Clinical Context

Preoperative liver volumetry is a critical step in hepatic surgery planning. Accurate estimation of tumor burden and residual liver volume directly influences surgical feasibility and helps prevent postoperative liver failure.

Traditional segmentation methods are often manual or semi-automatic, leading to:

High time consumption
Strong dependency on clinical expertise
Limited reproducibility

This project proposes a fully automated pipeline that integrates:

Liver and tumor segmentation from CT scans
Quantitative volumetric computation
Multimodal reasoning using MedGemma
Automated structured clinical report generation

Pipeline Overview

The system transforms a raw CT image into a structured clinical interpretation through four main stages:

Model Description

This pipeline integrates convolutional neural networks for medical image segmentation with a quantized large language model for structured medical report generation.

The system combines:

A U-Net model for liver segmentation
A ResU-Net model for tumor segmentation
A quantized MedGemma 1.5-4B model for automated medical reasoning and report generation

After segmentation, binary prediction masks are used to compute:

Total liver volume
Tumor volume
Tumor-to-liver volume ratio

These quantitative results, along with segmentation summaries, are provided as structured input to MedGemma, which generates an automated clinical-style report. The original base model used for quantization is: MedGemma 1.5-4B (Google)
https://huggingface.co/google/medgemma-1.5-4b

Quantization

The MedGemma 1.5-4B model was quantized to 4-bit precision using the bitsandbytes library in order to:

Reduce GPU memory usage
Enable deployment on hardware with limited computational resources
Maintain acceptable performance while optimizing inference speed

Training Details

Dataset: Images from the public 3Dircadb dataset (3D Image Reconstruction for Comparison of Algorithm Database).
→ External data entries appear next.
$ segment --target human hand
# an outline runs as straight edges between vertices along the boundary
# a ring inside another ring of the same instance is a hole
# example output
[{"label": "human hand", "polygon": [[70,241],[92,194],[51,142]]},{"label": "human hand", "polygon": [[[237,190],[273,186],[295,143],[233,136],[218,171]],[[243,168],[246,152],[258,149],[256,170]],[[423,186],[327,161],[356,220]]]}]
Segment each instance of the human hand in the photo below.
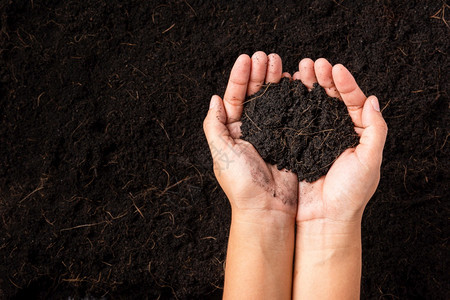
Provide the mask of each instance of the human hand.
[{"label": "human hand", "polygon": [[241,115],[246,95],[264,83],[278,83],[281,58],[256,52],[241,55],[231,70],[224,100],[214,95],[203,128],[213,156],[214,173],[234,213],[273,213],[295,218],[297,176],[278,170],[261,158],[256,149],[240,139]]},{"label": "human hand", "polygon": [[377,98],[344,66],[304,59],[293,77],[343,100],[360,136],[325,176],[299,183],[293,299],[359,299],[361,218],[380,179],[387,126]]},{"label": "human hand", "polygon": [[344,101],[360,136],[356,148],[344,151],[328,173],[313,183],[299,184],[297,225],[306,221],[361,221],[364,208],[380,179],[387,126],[375,96],[367,98],[350,72],[326,59],[303,59],[294,79],[308,88],[318,82],[331,97]]},{"label": "human hand", "polygon": [[214,173],[232,207],[224,299],[291,299],[298,179],[240,139],[245,96],[278,83],[281,71],[276,54],[241,55],[224,101],[212,97],[203,123]]}]

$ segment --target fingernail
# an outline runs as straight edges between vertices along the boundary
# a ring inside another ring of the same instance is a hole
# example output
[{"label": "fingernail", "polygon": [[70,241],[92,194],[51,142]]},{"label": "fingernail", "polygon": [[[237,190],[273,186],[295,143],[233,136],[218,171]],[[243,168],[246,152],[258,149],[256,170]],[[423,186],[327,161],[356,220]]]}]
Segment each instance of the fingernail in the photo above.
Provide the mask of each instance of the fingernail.
[{"label": "fingernail", "polygon": [[218,106],[219,106],[219,102],[217,100],[216,95],[214,95],[214,96],[211,97],[211,102],[209,103],[209,109],[216,108]]},{"label": "fingernail", "polygon": [[380,104],[378,103],[378,99],[375,96],[370,98],[370,103],[372,104],[373,109],[376,111],[380,111]]}]

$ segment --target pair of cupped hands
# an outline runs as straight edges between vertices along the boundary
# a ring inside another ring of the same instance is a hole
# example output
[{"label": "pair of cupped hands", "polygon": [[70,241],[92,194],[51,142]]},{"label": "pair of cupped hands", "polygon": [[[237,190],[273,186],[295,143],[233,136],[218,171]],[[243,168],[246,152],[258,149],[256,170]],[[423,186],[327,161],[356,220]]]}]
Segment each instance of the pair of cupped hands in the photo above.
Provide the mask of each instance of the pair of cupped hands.
[{"label": "pair of cupped hands", "polygon": [[[315,83],[347,106],[359,135],[359,144],[345,150],[328,173],[315,182],[299,182],[297,175],[266,163],[241,137],[241,116],[246,96],[282,77],[301,80],[312,89]],[[277,54],[256,52],[241,55],[230,74],[225,95],[214,95],[203,128],[214,161],[215,176],[235,215],[277,215],[295,220],[360,222],[364,208],[380,179],[387,126],[378,99],[366,97],[350,72],[326,59],[300,61],[292,76],[282,72]]]}]

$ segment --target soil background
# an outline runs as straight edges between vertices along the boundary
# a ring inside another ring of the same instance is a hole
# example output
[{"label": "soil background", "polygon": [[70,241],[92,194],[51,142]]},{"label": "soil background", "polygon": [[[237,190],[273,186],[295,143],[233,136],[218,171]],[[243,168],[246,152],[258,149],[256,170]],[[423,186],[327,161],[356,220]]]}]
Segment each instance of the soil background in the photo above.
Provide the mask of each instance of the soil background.
[{"label": "soil background", "polygon": [[[202,120],[241,53],[342,63],[389,126],[362,299],[449,299],[445,1],[0,1],[0,298],[220,297]],[[447,275],[445,275],[447,274]]]}]

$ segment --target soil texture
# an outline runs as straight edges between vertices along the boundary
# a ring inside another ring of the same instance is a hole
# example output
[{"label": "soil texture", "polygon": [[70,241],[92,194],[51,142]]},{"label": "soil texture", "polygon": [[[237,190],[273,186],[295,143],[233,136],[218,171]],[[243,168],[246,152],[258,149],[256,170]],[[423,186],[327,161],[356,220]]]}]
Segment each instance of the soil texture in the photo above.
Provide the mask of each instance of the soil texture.
[{"label": "soil texture", "polygon": [[362,299],[449,299],[449,5],[0,1],[0,298],[220,297],[230,206],[202,122],[236,58],[327,58],[389,133]]},{"label": "soil texture", "polygon": [[244,104],[242,139],[279,170],[313,182],[359,138],[345,104],[318,84],[311,92],[299,80],[283,78],[263,86]]}]

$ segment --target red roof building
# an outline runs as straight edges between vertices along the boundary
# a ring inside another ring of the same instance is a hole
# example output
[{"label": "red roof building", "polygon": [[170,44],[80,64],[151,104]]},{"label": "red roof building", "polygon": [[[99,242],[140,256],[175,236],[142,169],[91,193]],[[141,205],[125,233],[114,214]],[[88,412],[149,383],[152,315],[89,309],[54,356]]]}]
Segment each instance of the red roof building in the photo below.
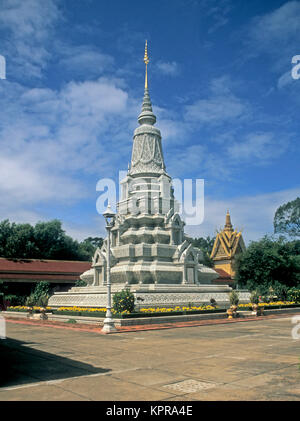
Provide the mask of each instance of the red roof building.
[{"label": "red roof building", "polygon": [[231,286],[234,282],[232,277],[229,275],[229,273],[225,272],[224,269],[218,269],[214,267],[214,270],[219,274],[219,278],[215,279],[211,283],[214,285],[229,285]]},{"label": "red roof building", "polygon": [[90,268],[91,262],[0,258],[0,280],[3,282],[47,281],[53,284],[72,284]]}]

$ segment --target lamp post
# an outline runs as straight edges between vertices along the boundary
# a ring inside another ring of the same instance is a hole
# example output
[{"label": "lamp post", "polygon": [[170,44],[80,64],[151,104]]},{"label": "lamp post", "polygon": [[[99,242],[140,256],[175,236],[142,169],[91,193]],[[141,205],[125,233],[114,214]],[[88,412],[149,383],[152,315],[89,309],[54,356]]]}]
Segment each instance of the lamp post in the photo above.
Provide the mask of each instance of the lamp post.
[{"label": "lamp post", "polygon": [[111,314],[111,283],[110,283],[110,232],[115,224],[116,214],[111,210],[110,205],[108,204],[106,211],[103,213],[106,222],[107,230],[107,252],[106,252],[106,285],[107,285],[107,306],[106,306],[106,315],[103,322],[103,333],[116,332],[112,314]]}]

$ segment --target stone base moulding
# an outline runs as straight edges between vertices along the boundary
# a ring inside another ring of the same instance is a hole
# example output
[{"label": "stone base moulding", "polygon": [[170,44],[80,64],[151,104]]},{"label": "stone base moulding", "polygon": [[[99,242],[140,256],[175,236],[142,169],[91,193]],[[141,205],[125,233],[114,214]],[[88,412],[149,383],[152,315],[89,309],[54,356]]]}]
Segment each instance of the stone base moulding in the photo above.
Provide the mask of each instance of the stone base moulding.
[{"label": "stone base moulding", "polygon": [[[128,285],[113,284],[112,294],[128,288],[135,297],[136,307],[175,307],[179,305],[209,304],[214,298],[218,305],[229,303],[231,288],[228,285]],[[105,307],[106,287],[73,287],[67,292],[56,292],[49,299],[48,305],[58,307]],[[249,302],[250,293],[240,291],[240,302]]]}]

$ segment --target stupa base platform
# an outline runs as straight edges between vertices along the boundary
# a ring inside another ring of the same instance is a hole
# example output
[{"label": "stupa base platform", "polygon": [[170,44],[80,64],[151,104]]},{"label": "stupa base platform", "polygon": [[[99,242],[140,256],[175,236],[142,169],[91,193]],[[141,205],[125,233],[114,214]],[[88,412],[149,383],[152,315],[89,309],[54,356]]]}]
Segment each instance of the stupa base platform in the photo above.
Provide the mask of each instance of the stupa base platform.
[{"label": "stupa base platform", "polygon": [[[229,304],[232,288],[228,285],[112,284],[112,294],[128,288],[135,296],[136,307],[175,307],[209,304],[214,298],[218,305]],[[249,302],[250,293],[239,291],[240,302]],[[73,287],[67,292],[55,292],[48,305],[57,307],[106,307],[107,287]]]}]

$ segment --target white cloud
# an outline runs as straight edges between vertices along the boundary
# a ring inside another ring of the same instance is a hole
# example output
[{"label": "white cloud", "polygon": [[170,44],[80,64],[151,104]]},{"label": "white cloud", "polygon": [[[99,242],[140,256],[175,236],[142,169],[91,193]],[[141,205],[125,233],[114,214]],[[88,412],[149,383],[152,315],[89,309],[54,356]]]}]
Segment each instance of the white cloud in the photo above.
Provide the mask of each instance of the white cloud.
[{"label": "white cloud", "polygon": [[247,105],[232,92],[229,80],[220,77],[211,81],[211,95],[185,107],[185,120],[202,124],[223,124],[228,120],[243,117]]},{"label": "white cloud", "polygon": [[[0,26],[6,31],[6,56],[13,77],[41,77],[50,58],[49,41],[60,12],[54,0],[3,0]],[[9,74],[7,75],[9,77]]]},{"label": "white cloud", "polygon": [[280,156],[287,146],[287,139],[278,139],[274,133],[250,133],[244,141],[239,139],[237,142],[230,143],[226,152],[230,159],[239,162],[265,163]]},{"label": "white cloud", "polygon": [[156,67],[161,73],[168,76],[177,76],[180,73],[180,68],[176,61],[158,61]]},{"label": "white cloud", "polygon": [[99,77],[102,73],[112,69],[114,58],[103,54],[91,45],[59,46],[61,59],[58,65],[64,70],[65,75],[74,77]]},{"label": "white cloud", "polygon": [[83,241],[88,237],[106,237],[105,222],[102,215],[91,216],[83,222],[64,222],[63,229],[72,238]]},{"label": "white cloud", "polygon": [[209,34],[229,22],[228,15],[233,7],[230,0],[202,0],[200,4],[205,16],[213,20],[213,24],[208,30]]},{"label": "white cloud", "polygon": [[244,240],[246,242],[258,240],[267,233],[273,233],[273,218],[276,209],[299,196],[300,188],[224,200],[215,200],[205,196],[203,224],[187,226],[186,232],[194,237],[215,235],[216,230],[224,227],[226,211],[229,209],[232,225],[242,230]]},{"label": "white cloud", "polygon": [[252,21],[250,37],[260,49],[278,51],[279,45],[297,43],[300,30],[300,2],[289,1]]},{"label": "white cloud", "polygon": [[283,89],[286,86],[290,85],[291,83],[295,82],[291,75],[291,70],[288,72],[283,73],[277,81],[277,88]]},{"label": "white cloud", "polygon": [[[271,70],[282,75],[291,69],[291,59],[299,51],[300,2],[288,1],[261,16],[256,16],[245,28],[247,44],[243,51],[249,56],[271,57]],[[286,85],[287,76],[280,78]],[[283,85],[279,86],[282,87]]]},{"label": "white cloud", "polygon": [[96,184],[101,175],[114,175],[127,149],[129,155],[131,139],[123,138],[131,102],[115,80],[70,82],[59,91],[9,82],[6,88],[0,99],[6,110],[0,129],[6,209],[78,202],[93,194],[84,174],[94,174]]},{"label": "white cloud", "polygon": [[190,176],[201,169],[202,163],[206,159],[206,148],[203,145],[191,145],[182,148],[175,147],[172,154],[169,154],[167,170],[172,177]]},{"label": "white cloud", "polygon": [[21,156],[0,158],[0,194],[14,206],[51,200],[70,203],[85,196],[80,183],[68,176],[50,175],[49,170],[36,168],[34,162],[26,162]]}]

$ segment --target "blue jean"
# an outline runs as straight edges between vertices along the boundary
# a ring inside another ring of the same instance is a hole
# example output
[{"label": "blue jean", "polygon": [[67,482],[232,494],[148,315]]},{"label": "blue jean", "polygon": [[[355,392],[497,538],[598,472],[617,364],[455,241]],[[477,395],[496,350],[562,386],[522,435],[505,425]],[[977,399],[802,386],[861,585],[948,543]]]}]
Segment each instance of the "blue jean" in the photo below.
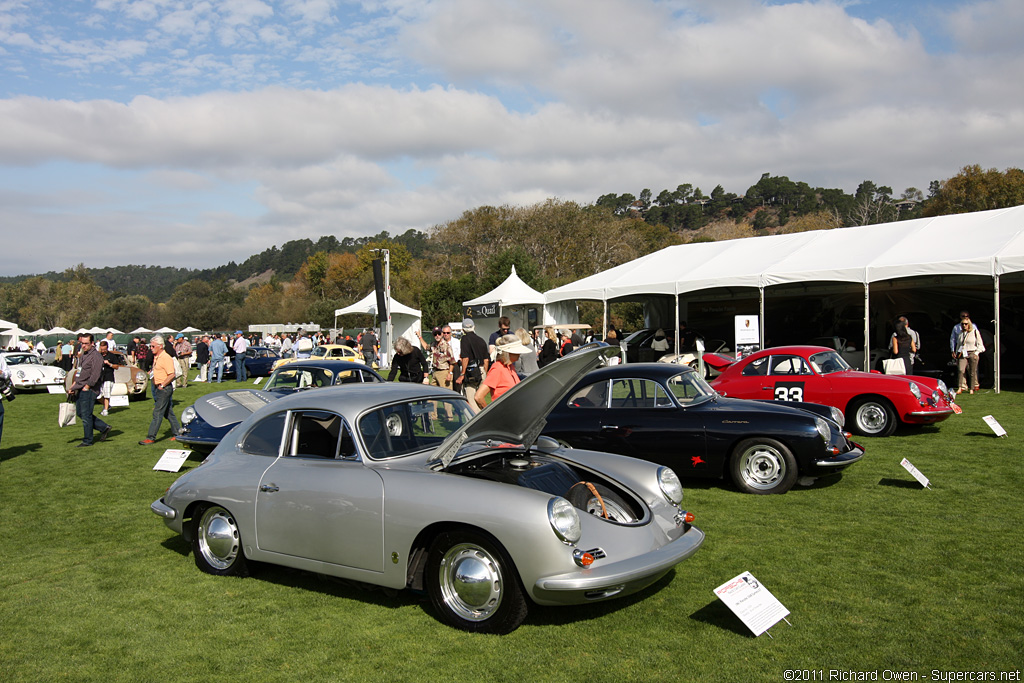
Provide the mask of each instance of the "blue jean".
[{"label": "blue jean", "polygon": [[4,399],[0,397],[0,442],[4,440]]},{"label": "blue jean", "polygon": [[245,379],[245,354],[239,353],[235,355],[235,381],[244,382]]},{"label": "blue jean", "polygon": [[213,381],[214,370],[217,371],[217,381],[222,382],[224,380],[224,356],[210,360],[210,372],[208,373],[209,377],[207,377],[207,379],[211,382]]},{"label": "blue jean", "polygon": [[78,400],[75,401],[75,414],[82,421],[82,443],[92,445],[93,432],[105,432],[110,428],[106,422],[92,414],[96,405],[96,392],[92,389],[82,389],[78,392]]},{"label": "blue jean", "polygon": [[171,404],[171,397],[174,396],[174,384],[168,384],[163,389],[153,387],[153,421],[149,423],[148,439],[156,439],[156,433],[160,431],[160,425],[164,418],[171,423],[171,434],[178,435],[181,425],[174,415],[174,406]]}]

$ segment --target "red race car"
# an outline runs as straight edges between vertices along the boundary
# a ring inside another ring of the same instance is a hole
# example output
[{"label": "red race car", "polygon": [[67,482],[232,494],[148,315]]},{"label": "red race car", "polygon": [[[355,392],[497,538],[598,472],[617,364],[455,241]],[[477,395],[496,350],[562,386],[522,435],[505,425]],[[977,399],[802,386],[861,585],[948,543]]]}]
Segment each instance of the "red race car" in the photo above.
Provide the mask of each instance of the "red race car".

The original CT volumes were converted into 2D slices and saved in JPEG format for training.
Input size: 256x256
Framework: TensorFlow (segmentation), Transformers (MedGemma)
Hardware: NVIDIA GPU

Multimodal Prompt Construction

The input prompt to MedGemma includes:

The image with segmentation overlay
Structured volumetric values:
- Liver volume
- Tumor volume
- Tumor ratio This multimodal design allows MedGemma to contextualize quantitative metrics using visual evidence, simulating radiological reasoning.

Automated Clinical Report Generation

From the multimodal prompt, MedGemma generates:

Interpretation of tumor burden
Estimation of relative tumor size
Clinical severity insights
Decision-support suggestions (monitoring, surgery consideration)

⚠ This system is not intended to replace medical expertise but to assist rapid and standardized interpretation.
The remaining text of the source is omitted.